Objective: Exposure to high levels of air pollutants may be linked to diabetes-associated mortality, but the associations remain unclear. To assess the associations between main air pollutants and diabetes-associated mortality, a systematic review and meta-analysis was performed.
Methods: PubMed, Embase and Web of Science were searched for studies investigating the associations between increments in gaseous (nitrogen dioxide (NO2), sulphur dioxide, ozone (O3) and carbon monoxide) and particulate matter (PM; diameter<2.5 μm (PM2.5) or <10 μm (PM10)) air pollutants and diabetes-associated mortality. Using a random-effects model, relative risks (RRs) and 95% CIs were calculated per interquartile range (IQR) increment or per 10 μg/m3 increment in pollutant concentrations.
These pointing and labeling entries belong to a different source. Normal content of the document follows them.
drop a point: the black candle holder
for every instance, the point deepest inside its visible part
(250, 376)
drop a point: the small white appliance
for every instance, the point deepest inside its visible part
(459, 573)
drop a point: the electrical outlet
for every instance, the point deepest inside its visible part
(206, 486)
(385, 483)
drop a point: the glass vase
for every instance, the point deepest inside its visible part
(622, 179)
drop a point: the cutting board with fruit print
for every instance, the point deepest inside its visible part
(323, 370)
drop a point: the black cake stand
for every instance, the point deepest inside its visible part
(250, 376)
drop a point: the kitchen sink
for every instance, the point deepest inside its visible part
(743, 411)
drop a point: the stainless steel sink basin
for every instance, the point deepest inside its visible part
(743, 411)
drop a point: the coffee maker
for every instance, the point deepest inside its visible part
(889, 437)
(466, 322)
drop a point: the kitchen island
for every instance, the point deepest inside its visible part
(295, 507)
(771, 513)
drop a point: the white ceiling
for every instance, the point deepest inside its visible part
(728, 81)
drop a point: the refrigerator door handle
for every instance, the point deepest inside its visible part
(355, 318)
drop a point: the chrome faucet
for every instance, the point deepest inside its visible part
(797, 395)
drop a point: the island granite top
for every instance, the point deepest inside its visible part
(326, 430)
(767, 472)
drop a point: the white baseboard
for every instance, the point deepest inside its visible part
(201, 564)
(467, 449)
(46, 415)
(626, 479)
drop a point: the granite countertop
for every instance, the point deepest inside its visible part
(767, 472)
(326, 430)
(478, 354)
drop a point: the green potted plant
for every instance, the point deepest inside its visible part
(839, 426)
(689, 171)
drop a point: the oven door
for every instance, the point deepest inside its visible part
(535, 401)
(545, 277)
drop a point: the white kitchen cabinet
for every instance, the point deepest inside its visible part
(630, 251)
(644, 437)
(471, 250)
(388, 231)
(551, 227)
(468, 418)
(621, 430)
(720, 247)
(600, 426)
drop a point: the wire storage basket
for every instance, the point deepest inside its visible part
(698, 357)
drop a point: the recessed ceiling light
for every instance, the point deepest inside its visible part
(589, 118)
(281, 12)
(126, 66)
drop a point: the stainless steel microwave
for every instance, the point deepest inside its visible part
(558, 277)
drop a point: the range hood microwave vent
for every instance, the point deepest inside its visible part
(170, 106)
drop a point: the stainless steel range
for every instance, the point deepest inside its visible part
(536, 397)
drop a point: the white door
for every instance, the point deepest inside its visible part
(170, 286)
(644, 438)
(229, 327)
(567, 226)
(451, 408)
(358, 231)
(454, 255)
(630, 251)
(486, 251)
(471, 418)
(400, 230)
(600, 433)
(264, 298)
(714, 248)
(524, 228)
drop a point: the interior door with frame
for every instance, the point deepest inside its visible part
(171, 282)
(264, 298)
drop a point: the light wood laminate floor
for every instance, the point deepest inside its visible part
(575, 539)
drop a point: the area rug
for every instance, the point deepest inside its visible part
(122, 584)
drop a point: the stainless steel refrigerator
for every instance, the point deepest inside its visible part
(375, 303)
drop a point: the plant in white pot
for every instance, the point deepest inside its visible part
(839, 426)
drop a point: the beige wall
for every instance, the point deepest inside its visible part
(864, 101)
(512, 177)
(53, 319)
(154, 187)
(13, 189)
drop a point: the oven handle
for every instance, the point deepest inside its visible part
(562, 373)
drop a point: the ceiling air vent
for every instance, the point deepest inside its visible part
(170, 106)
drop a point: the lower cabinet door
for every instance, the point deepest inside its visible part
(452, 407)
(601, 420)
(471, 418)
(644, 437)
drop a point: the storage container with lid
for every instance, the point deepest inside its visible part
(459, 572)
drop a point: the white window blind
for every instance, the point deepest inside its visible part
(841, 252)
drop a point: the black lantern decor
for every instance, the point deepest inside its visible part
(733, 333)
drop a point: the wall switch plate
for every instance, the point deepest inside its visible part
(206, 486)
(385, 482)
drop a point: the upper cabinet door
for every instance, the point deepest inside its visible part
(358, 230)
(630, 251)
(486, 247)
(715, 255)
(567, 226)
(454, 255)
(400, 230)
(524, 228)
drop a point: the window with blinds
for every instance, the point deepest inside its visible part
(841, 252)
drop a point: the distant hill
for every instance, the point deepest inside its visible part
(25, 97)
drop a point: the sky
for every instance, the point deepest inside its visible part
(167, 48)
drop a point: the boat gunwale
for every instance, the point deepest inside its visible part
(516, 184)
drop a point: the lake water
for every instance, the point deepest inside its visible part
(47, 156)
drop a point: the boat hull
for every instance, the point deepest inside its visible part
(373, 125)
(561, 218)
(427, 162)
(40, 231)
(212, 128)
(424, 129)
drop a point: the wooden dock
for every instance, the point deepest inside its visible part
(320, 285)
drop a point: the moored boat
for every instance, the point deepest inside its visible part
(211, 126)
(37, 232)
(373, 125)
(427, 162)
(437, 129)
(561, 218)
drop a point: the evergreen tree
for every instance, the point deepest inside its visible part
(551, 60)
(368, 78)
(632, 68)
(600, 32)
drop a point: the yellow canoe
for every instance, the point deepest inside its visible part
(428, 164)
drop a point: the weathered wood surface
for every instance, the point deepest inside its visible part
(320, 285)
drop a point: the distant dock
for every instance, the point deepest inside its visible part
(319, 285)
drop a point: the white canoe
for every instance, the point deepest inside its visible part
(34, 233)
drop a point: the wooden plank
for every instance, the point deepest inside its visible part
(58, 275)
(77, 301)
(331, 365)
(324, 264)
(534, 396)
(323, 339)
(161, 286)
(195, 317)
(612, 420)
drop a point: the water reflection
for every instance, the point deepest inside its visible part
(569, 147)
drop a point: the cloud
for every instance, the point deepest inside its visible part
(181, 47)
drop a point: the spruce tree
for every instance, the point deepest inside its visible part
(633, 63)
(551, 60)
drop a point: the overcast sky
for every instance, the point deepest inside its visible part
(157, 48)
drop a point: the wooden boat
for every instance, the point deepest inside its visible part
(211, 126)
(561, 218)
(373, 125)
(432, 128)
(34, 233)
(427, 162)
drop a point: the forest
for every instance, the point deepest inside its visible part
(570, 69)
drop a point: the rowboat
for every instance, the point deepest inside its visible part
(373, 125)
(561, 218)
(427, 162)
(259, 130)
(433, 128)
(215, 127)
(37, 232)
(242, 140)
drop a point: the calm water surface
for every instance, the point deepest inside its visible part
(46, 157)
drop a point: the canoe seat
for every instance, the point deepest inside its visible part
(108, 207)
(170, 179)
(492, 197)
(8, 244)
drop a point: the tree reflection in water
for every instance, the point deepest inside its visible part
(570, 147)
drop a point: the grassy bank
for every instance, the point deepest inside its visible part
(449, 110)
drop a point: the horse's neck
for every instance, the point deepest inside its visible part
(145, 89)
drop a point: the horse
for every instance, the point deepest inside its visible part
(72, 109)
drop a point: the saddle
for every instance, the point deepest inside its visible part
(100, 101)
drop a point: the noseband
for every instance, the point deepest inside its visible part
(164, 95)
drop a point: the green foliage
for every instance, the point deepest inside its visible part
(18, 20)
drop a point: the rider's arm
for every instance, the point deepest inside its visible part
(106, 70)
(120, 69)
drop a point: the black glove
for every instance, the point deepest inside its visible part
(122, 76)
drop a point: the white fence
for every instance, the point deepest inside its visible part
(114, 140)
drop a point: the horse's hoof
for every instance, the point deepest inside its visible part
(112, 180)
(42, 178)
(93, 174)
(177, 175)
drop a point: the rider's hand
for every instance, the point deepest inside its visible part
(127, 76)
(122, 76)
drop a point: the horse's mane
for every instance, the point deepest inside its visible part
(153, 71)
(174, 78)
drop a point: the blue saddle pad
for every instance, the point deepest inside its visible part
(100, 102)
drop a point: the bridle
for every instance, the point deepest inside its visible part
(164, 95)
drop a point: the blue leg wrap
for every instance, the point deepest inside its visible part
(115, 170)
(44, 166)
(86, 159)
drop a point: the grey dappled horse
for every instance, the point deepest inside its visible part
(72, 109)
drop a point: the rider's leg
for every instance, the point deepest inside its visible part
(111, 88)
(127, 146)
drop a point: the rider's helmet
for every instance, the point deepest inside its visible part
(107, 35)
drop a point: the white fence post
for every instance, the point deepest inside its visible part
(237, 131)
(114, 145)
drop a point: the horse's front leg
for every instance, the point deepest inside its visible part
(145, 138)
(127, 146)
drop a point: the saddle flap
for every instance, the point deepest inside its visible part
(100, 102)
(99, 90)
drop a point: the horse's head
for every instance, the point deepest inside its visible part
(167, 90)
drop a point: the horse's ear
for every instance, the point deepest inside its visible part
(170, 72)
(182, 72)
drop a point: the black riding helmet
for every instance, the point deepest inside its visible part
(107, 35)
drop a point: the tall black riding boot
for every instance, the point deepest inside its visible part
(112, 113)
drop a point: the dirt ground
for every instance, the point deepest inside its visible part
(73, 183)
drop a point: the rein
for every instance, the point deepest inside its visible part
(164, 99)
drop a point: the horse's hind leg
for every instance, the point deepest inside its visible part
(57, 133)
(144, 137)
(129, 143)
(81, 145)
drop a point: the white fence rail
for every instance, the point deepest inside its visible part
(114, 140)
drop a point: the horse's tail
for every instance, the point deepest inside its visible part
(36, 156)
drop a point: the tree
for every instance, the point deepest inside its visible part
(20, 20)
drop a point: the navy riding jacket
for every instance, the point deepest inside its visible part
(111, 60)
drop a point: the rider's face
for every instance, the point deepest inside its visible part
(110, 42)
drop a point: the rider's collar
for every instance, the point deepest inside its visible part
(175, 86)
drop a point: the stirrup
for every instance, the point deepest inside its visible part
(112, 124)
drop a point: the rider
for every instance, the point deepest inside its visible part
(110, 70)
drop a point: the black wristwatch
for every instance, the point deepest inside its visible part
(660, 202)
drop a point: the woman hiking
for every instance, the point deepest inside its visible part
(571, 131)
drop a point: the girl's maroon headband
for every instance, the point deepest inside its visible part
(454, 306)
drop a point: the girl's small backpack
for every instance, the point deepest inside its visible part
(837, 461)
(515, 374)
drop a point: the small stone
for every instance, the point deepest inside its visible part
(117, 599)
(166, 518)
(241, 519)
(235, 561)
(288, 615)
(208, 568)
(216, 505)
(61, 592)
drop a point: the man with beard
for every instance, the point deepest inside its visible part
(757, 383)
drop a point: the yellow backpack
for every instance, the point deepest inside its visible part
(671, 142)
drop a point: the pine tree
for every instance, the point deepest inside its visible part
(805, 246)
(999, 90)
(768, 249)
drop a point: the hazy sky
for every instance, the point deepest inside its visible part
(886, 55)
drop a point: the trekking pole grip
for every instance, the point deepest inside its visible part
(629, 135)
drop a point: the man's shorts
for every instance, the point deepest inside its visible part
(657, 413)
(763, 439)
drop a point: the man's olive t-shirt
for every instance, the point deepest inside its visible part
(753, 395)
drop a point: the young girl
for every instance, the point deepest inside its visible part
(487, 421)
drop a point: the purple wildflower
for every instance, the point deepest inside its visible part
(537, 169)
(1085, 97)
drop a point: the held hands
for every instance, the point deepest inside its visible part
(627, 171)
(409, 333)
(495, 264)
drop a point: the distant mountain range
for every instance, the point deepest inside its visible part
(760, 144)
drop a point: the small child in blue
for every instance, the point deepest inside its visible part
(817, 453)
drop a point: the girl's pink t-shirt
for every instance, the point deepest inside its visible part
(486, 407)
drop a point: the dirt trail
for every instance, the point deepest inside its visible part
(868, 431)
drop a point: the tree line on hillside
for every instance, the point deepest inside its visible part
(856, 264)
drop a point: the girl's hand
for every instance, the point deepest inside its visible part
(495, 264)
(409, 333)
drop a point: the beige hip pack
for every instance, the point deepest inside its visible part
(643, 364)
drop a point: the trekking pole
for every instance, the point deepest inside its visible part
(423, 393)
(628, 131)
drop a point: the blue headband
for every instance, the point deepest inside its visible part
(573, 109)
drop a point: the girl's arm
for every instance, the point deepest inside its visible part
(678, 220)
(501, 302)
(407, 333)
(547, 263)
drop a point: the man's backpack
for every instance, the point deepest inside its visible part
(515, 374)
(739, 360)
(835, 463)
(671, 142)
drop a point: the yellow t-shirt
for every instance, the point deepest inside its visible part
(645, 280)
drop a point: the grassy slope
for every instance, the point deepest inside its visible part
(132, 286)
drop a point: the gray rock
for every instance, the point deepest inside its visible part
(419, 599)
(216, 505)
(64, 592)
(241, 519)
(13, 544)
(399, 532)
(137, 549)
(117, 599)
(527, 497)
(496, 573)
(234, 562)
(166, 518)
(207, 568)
Results: Out of 925 identified articles, 36 were reviewed in depth and 12 studies from 13 articles satisfying the inclusion criteria (five time-series, five case-crossovers and two cohorts) were finally included. Increased risk of diabetes-associated mortality was associated with higher levels of PM2.5 (per 10 μg/m3: RR=1.123, 95% CI 1.036-1.217, P=0.005, I2=96.1%), PM10 (per 10 μg/m3: RR=1.008, 95% CI 1.004-1.013, P<0.001, I2=0%), NO2 (per 10 μg/m3: RR=1.024, 95% CI 1.007-1.041, P=0.006, I2=49.7%) and O3 (per IQR increment: RR=1.065, 95% CI 1.017-1.115, P=0.007, I2=0.0%). No obvious risk of publication bias was observed.
Conclusions: Exposure to high levels of air pollutants is significantly associated with an increased risk of diabetes-associated mortality.
© 2014 European Society of Endocrinology.